6. En quatrième lieu, d'une part, si la requérante a obtenu des évaluations favorables au titre des évaluations antérieures et postérieures à l'année 2017, ces circonstances ne révèlent, à elles seules, aucune erreur manifeste d'appréciation de la manière de servir de Mme B en 2017, dès lors que chaque compte rendu d'évaluation professionnel se fonde sur un comportement adopté et des faits survenus au cours de l'année en cause. D'autre part, il ressort des pièces du dossier que la requérante ne suivait pas consciencieusement les instructions de sa hiérarchie, malgré les devoirs d'obéissance et de loyauté auxquels elle était tenue, y compris en cas de désaccord dans le traitement des dossiers qui lui été confiés. Dans ces conditions, et dans la mesure où la requérante ne produit aucun élément de nature à remettre en cause l'appréciation portée par sa hiérarchie, celle-ci n'est pas fondée à soutenir que son compte rendu d'entretien professionnel au titre de l'année 2017 serait entaché d'une erreur de droit et d'une erreur manifeste d'appréciation.

7. En cinquième lieu, il ne ressort pas des pièces du dossier que le compte rendu d'entretien professionnel au titre de l'année 2017, qui s'appuie sur des éléments objectifs, constituerait une sanction déguisée.

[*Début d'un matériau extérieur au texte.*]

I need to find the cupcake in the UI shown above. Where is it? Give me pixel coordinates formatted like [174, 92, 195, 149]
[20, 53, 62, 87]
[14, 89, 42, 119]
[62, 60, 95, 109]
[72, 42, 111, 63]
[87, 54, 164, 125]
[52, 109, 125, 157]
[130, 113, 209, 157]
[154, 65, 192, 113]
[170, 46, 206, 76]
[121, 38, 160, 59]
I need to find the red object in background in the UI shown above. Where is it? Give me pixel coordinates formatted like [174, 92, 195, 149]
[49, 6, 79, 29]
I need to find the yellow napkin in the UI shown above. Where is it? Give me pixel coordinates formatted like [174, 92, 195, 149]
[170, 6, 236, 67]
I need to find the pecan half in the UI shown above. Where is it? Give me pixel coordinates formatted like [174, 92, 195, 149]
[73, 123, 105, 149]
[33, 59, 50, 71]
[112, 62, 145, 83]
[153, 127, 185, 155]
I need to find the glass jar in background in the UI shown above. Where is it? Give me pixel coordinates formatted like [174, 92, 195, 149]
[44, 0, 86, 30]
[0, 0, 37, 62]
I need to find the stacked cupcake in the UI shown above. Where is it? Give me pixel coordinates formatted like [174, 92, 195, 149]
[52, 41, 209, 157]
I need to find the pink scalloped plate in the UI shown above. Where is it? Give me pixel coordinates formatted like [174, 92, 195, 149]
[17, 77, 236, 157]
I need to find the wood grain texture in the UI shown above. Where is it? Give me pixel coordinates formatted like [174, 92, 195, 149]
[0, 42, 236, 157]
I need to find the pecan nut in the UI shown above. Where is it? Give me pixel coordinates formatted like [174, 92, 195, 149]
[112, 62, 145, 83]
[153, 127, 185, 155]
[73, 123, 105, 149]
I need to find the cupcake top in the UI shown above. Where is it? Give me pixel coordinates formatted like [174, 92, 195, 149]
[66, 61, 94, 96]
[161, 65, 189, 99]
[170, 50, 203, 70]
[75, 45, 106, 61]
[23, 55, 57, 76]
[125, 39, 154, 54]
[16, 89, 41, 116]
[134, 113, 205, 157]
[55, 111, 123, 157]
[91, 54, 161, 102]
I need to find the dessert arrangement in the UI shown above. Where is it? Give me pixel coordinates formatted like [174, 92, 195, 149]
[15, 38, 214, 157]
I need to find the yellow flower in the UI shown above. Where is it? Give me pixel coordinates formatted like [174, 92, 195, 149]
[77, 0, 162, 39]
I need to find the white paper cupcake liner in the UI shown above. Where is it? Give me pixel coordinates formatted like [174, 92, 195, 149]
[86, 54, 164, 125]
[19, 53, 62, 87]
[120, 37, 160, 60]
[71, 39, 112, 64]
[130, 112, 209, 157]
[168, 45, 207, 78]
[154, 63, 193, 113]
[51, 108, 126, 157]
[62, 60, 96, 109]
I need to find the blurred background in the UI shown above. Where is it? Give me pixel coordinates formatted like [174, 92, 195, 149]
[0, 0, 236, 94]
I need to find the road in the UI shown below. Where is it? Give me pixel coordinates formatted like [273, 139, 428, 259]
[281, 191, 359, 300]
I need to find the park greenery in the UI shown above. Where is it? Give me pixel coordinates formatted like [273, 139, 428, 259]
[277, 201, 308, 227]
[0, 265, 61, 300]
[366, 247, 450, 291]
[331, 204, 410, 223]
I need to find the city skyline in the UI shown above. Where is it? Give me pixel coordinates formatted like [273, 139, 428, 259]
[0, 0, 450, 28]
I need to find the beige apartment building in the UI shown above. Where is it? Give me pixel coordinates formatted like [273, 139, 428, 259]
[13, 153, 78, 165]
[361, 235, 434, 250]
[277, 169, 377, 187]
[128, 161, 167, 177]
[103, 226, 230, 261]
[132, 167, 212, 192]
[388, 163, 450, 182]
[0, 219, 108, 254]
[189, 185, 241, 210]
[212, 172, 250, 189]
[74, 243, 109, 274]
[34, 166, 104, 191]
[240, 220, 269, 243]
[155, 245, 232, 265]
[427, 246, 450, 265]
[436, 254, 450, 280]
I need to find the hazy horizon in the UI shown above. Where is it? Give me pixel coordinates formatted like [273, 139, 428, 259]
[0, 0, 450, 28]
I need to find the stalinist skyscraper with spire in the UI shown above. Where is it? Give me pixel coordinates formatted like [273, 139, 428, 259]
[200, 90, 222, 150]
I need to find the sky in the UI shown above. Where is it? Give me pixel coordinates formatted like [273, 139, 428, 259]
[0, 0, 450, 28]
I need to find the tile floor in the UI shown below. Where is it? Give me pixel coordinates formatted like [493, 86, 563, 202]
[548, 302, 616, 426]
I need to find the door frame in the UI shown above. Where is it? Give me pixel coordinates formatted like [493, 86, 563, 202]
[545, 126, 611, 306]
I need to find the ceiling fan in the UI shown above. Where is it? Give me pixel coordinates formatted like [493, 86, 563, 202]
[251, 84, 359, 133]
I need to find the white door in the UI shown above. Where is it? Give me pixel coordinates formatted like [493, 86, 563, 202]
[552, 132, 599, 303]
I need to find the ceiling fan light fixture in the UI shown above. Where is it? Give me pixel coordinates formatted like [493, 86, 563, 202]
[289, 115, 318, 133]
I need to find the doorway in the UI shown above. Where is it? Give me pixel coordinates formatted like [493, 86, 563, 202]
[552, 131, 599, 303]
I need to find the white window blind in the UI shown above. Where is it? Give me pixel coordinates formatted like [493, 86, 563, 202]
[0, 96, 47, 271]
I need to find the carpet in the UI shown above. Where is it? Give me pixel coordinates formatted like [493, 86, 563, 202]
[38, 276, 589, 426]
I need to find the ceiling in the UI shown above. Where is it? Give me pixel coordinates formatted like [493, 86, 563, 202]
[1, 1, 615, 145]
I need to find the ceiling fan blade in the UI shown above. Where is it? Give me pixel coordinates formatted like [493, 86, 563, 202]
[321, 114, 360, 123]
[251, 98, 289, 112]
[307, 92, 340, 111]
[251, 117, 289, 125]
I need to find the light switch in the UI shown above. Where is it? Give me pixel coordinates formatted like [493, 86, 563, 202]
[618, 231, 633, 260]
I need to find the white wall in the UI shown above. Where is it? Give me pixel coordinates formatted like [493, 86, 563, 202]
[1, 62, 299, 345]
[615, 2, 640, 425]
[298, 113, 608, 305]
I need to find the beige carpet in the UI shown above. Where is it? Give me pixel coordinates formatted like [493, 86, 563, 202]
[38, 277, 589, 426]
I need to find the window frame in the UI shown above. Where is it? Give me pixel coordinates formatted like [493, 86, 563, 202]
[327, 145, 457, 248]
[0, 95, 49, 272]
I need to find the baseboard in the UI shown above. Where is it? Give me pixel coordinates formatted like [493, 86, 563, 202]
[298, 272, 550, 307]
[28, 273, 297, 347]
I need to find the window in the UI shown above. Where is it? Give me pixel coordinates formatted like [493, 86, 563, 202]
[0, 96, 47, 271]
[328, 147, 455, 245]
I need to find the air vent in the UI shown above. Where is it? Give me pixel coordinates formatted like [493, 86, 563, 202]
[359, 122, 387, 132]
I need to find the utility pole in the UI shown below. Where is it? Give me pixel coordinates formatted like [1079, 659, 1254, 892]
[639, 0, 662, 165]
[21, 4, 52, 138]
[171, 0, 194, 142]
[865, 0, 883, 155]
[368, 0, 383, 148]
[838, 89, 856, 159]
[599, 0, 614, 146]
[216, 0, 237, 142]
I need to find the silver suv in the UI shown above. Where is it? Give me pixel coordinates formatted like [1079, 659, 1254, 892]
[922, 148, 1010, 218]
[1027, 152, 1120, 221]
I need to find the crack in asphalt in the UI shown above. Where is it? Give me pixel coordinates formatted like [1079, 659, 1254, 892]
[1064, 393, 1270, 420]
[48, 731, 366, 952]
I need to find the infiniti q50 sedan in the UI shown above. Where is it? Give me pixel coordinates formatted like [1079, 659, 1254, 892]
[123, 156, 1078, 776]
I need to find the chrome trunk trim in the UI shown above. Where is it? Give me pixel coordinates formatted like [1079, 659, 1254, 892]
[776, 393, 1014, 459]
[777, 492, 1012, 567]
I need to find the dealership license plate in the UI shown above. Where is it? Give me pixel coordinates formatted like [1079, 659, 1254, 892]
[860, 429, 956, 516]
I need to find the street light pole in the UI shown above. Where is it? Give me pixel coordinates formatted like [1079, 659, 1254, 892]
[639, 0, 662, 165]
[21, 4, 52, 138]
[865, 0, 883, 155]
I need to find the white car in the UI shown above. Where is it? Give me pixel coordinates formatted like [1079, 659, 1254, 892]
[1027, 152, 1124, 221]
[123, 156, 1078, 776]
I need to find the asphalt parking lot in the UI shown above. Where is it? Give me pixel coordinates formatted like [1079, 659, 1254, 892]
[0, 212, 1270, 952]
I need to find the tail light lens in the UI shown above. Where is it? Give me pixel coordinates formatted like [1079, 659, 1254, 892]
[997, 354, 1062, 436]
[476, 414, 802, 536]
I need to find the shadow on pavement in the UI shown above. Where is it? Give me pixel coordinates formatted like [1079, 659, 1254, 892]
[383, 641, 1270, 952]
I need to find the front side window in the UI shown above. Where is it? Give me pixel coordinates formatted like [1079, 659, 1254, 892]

8. En sixième et dernier lieu, le moyen tiré de la méconnaissance du principe " non bis in idem ", à supposer qu'il soit soulevé par la requérante, n'est pas assorti de précisions suffisantes pour en apprécier le bien-fondé.

9. Il résulte de tout ce qui précède, sans qu'il soit besoin de se prononcer sur l'exception de non-lieu et la fin de non-recevoir opposées en défense, que les conclusions aux fins d'annulation de Mme B doivent être rejetées. Doivent être rejetées, par voie de conséquence, ses conclusions aux fins d'injonction et celles présentées sur le fondement de l'article L. 761-1 du code de justice administrative.

D E C I D E :

Article 1er : La requête de Mme B est rejetée.

Article 2 : Le présent jugement sera notifié à Mme D B et au ministre de l'intérieur et des outre-mer.

Copie en sera adressée au préfet des Bouches-du-Rhône.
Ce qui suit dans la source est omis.